Hive Metastore (HMS)
A guide to the Hive Metastore, the foundational metadata catalog of the Hadoop ecosystem that tracks table schemas, partitions, and storage locations, and its evolving role in modern Iceberg lakehouses.
The Original Enterprise Data Catalog
The Hive Metastore (HMS) is one of the most widely deployed metadata systems in enterprise data engineering, not because organizations consciously chose it as their metadata strategy, but because it was bundled with Apache Hive and became the de facto metadata layer for the entire Hadoop ecosystem. Every major Hadoop distribution (Cloudera CDH, Hortonworks HDP) deployed HMS as part of its standard stack, and the ecosystem of tools (Spark, Presto, Impala) built HMS integration as a first-class concern because it was the only catalog game in town.

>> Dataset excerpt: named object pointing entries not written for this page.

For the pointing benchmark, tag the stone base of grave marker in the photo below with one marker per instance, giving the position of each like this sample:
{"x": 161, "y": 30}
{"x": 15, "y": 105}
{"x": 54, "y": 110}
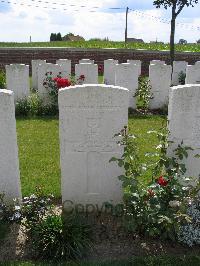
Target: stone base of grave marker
{"x": 9, "y": 163}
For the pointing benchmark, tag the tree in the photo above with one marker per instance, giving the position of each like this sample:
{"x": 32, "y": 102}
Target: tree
{"x": 176, "y": 8}
{"x": 53, "y": 37}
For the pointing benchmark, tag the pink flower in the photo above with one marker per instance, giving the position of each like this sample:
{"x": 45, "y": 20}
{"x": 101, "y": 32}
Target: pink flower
{"x": 162, "y": 182}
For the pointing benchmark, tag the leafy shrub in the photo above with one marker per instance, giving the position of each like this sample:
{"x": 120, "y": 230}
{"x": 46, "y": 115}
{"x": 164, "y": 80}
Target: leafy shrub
{"x": 8, "y": 215}
{"x": 143, "y": 93}
{"x": 58, "y": 238}
{"x": 52, "y": 236}
{"x": 54, "y": 84}
{"x": 2, "y": 80}
{"x": 157, "y": 209}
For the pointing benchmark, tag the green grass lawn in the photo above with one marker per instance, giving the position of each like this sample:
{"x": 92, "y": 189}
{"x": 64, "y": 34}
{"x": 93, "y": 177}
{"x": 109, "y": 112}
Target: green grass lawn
{"x": 38, "y": 143}
{"x": 137, "y": 261}
{"x": 104, "y": 44}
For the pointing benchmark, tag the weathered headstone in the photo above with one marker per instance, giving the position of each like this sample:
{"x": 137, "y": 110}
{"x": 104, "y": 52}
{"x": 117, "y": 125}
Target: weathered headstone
{"x": 35, "y": 64}
{"x": 160, "y": 81}
{"x": 126, "y": 75}
{"x": 184, "y": 123}
{"x": 86, "y": 61}
{"x": 179, "y": 68}
{"x": 9, "y": 163}
{"x": 138, "y": 63}
{"x": 17, "y": 80}
{"x": 109, "y": 71}
{"x": 65, "y": 67}
{"x": 193, "y": 74}
{"x": 89, "y": 116}
{"x": 90, "y": 71}
{"x": 42, "y": 70}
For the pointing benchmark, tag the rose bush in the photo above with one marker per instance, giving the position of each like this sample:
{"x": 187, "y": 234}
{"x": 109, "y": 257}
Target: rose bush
{"x": 157, "y": 208}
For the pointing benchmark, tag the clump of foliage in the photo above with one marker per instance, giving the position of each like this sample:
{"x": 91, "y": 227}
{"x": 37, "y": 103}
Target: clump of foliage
{"x": 181, "y": 78}
{"x": 55, "y": 37}
{"x": 159, "y": 208}
{"x": 143, "y": 94}
{"x": 53, "y": 236}
{"x": 190, "y": 233}
{"x": 176, "y": 7}
{"x": 2, "y": 80}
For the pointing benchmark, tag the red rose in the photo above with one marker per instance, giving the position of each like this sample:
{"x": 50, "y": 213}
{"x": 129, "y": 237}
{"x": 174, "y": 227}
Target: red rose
{"x": 162, "y": 182}
{"x": 82, "y": 77}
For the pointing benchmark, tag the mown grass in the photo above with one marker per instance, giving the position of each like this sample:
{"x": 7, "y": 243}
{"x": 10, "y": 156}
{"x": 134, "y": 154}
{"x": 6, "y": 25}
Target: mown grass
{"x": 38, "y": 142}
{"x": 137, "y": 261}
{"x": 105, "y": 44}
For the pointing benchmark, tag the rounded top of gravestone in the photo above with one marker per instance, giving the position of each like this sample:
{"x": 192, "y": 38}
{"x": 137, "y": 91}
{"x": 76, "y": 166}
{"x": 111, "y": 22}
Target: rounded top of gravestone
{"x": 6, "y": 92}
{"x": 93, "y": 86}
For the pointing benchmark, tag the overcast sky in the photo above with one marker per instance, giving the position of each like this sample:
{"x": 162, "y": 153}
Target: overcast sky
{"x": 18, "y": 22}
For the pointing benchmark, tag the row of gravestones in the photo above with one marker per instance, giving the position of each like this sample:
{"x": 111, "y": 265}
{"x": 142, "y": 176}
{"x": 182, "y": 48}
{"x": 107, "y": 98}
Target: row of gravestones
{"x": 89, "y": 116}
{"x": 125, "y": 75}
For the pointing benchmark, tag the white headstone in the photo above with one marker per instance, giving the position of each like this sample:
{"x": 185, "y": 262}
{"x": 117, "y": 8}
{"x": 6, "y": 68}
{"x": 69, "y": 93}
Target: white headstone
{"x": 160, "y": 81}
{"x": 126, "y": 75}
{"x": 17, "y": 80}
{"x": 184, "y": 123}
{"x": 86, "y": 61}
{"x": 138, "y": 63}
{"x": 35, "y": 64}
{"x": 157, "y": 62}
{"x": 109, "y": 71}
{"x": 90, "y": 71}
{"x": 89, "y": 117}
{"x": 178, "y": 68}
{"x": 65, "y": 67}
{"x": 193, "y": 74}
{"x": 42, "y": 70}
{"x": 9, "y": 163}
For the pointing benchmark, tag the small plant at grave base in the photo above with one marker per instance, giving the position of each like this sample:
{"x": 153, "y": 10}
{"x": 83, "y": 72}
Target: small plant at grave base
{"x": 159, "y": 208}
{"x": 181, "y": 78}
{"x": 143, "y": 94}
{"x": 54, "y": 84}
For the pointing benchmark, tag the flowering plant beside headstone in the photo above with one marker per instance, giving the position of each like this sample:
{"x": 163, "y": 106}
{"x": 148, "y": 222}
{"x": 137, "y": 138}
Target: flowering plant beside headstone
{"x": 54, "y": 84}
{"x": 158, "y": 207}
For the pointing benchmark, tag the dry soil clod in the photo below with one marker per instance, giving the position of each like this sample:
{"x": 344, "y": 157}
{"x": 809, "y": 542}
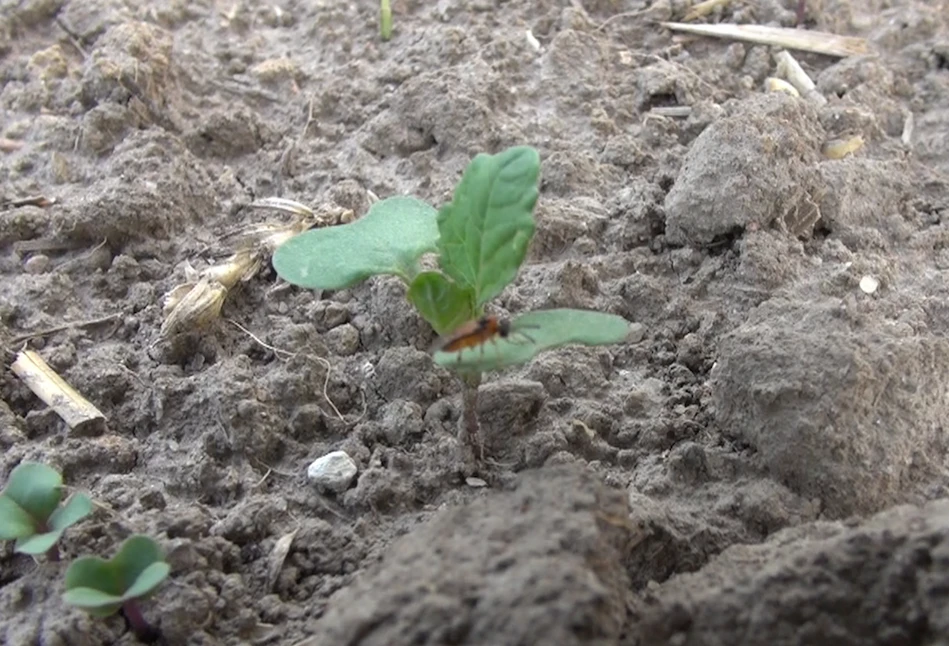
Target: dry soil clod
{"x": 840, "y": 148}
{"x": 73, "y": 408}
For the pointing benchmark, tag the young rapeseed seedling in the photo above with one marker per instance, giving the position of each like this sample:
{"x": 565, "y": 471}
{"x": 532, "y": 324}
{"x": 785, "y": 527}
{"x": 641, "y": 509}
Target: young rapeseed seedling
{"x": 30, "y": 509}
{"x": 481, "y": 239}
{"x": 102, "y": 587}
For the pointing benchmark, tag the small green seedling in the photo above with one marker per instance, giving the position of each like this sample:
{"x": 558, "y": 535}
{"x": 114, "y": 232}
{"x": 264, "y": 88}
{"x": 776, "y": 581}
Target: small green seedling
{"x": 30, "y": 510}
{"x": 102, "y": 587}
{"x": 385, "y": 19}
{"x": 481, "y": 239}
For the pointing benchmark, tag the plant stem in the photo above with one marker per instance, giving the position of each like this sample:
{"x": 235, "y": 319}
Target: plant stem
{"x": 469, "y": 431}
{"x": 385, "y": 19}
{"x": 145, "y": 632}
{"x": 52, "y": 554}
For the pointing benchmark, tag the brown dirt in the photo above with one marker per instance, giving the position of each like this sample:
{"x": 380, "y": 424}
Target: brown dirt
{"x": 766, "y": 466}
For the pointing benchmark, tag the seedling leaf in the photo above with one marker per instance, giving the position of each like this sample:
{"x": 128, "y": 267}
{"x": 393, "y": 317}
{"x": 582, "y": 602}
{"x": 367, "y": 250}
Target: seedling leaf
{"x": 486, "y": 228}
{"x": 389, "y": 239}
{"x": 134, "y": 557}
{"x": 535, "y": 332}
{"x": 441, "y": 302}
{"x": 133, "y": 573}
{"x": 36, "y": 488}
{"x": 97, "y": 573}
{"x": 14, "y": 521}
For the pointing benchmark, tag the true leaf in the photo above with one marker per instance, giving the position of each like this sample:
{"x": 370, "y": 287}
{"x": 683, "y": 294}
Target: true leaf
{"x": 486, "y": 228}
{"x": 389, "y": 239}
{"x": 535, "y": 332}
{"x": 441, "y": 302}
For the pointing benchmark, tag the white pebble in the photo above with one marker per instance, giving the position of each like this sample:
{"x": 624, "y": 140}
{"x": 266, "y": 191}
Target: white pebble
{"x": 869, "y": 284}
{"x": 334, "y": 471}
{"x": 37, "y": 264}
{"x": 532, "y": 40}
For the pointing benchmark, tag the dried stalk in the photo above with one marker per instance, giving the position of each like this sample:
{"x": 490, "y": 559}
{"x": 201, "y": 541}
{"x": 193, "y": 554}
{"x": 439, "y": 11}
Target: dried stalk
{"x": 73, "y": 408}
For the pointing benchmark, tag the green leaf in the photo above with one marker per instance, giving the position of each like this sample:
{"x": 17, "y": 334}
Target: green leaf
{"x": 37, "y": 543}
{"x": 96, "y": 573}
{"x": 76, "y": 508}
{"x": 535, "y": 332}
{"x": 441, "y": 302}
{"x": 134, "y": 572}
{"x": 389, "y": 239}
{"x": 134, "y": 557}
{"x": 36, "y": 488}
{"x": 14, "y": 521}
{"x": 96, "y": 602}
{"x": 486, "y": 228}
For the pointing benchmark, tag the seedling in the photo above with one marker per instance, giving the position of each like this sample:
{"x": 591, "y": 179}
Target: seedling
{"x": 385, "y": 19}
{"x": 102, "y": 587}
{"x": 481, "y": 239}
{"x": 30, "y": 510}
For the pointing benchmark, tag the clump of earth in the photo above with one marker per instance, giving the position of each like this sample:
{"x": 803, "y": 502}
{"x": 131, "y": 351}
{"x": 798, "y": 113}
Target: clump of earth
{"x": 763, "y": 462}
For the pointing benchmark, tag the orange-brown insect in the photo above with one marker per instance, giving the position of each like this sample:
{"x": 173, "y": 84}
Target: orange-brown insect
{"x": 476, "y": 333}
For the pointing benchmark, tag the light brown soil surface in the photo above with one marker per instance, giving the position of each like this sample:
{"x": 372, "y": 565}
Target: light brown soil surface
{"x": 767, "y": 466}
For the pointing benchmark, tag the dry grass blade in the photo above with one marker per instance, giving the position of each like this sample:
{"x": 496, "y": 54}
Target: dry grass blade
{"x": 840, "y": 148}
{"x": 277, "y": 557}
{"x": 702, "y": 9}
{"x": 799, "y": 39}
{"x": 73, "y": 408}
{"x": 193, "y": 309}
{"x": 789, "y": 68}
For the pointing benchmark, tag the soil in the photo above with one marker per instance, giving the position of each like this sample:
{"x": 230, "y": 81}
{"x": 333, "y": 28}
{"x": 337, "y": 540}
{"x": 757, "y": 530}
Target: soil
{"x": 764, "y": 462}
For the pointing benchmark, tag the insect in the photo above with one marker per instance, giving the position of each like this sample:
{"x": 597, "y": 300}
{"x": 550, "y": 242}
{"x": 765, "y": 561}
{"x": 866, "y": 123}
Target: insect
{"x": 477, "y": 333}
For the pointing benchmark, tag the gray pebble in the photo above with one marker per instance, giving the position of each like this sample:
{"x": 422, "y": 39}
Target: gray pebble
{"x": 333, "y": 472}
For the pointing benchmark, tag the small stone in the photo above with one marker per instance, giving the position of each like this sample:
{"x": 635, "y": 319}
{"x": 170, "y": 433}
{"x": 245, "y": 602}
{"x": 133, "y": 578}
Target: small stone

HMS is a relational database (typically MySQL or PostgreSQL) that stores metadata about Hive-compatible tables, databases, partitions, columns, storage formats, and SerDe (serialization/deserialization) configurations. When a Hive query references a table, it first contacts the HMS to retrieve the table’s location (HDFS path), schema, and partition information, then uses that metadata to plan and execute the query.
The HMS schema has remained largely stable since its introduction in the early Hadoop era, which is both its greatest strength (broad ecosystem compatibility) and its greatest weakness (limited extensibility for modern table format requirements). The original HMS was designed around Hive’s partition-directory model, where each partition maps to a specific directory path in HDFS. This partition-directory coupling is fundamentally incompatible with modern open table formats like Apache Iceberg, which manage file-level metadata through their own metadata layers independent of the directory structure.
HMS as an Iceberg Catalog
Despite its architectural age, HMS remains a viable catalog for Apache Iceberg tables through the Iceberg Hive catalog implementation. Rather than storing Iceberg’s rich metadata in the HMS tables (which were not designed for it), the Iceberg Hive catalog stores only the path to the current Iceberg metadata file for each table in an HMS table property. The full Iceberg metadata (snapshots, manifests, file statistics) is stored in the Iceberg metadata files on object storage as usual.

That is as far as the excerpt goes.